Optic nerve microstructure: a significant indicator of disease severity
Glaucoma is the second most common cause of irreversible blindness and in 50% of cases is undetected. Primary open-angle glaucoma results in retinal cell and axon death leading to bilateral blindness in 4-6.3% of patients.
This research aims to characterise microstructural features within optic nerve heads that can be used to identify those optic nerves that are at risk of either development of the disease or of rapid progression. Early detection of disease onset of glaucoma is critical to prevent irreversible axon and vision loss.

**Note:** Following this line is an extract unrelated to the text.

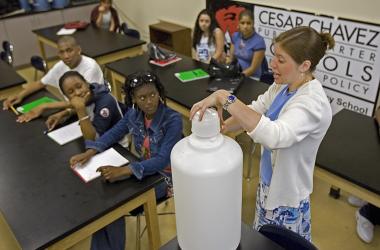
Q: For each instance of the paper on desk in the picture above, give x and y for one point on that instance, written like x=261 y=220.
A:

This study will be achieved using a novel imaging device called optical coherence tomography. Our device uses a longer wavelength of light than many commercial devices, which enables us to visualise the structures within the retina and optic nerve. There is now substantial evidence that changes in the lamina cribrosa, a supportive structure to axons within the optic nerve as it leaves the eye on its journey to the brain, initiates retinal ganglion cell (RGC) death in glaucoma. Thus the principal outcome measure of this study is anticipated to be the characterisation of the lamina cribrosa configuration at different stages of disease, in relation to cell and axon loss in the eye blinding disease, glaucoma. In addition, as there is variation in eyes in the normal population, a number of other ocular features will be taken into account when evaluating statistical significance to remove any biase with respect to influencers such as ocular size and age.
The outcomes of this study will be of great importance for the discrimination of patients who are at risk of developing glaucoma (e.g. ocular hypertensive patients) or glaucomatous disease progression. In turn, this will enable earlier intervention, prior to irreversible vision loss.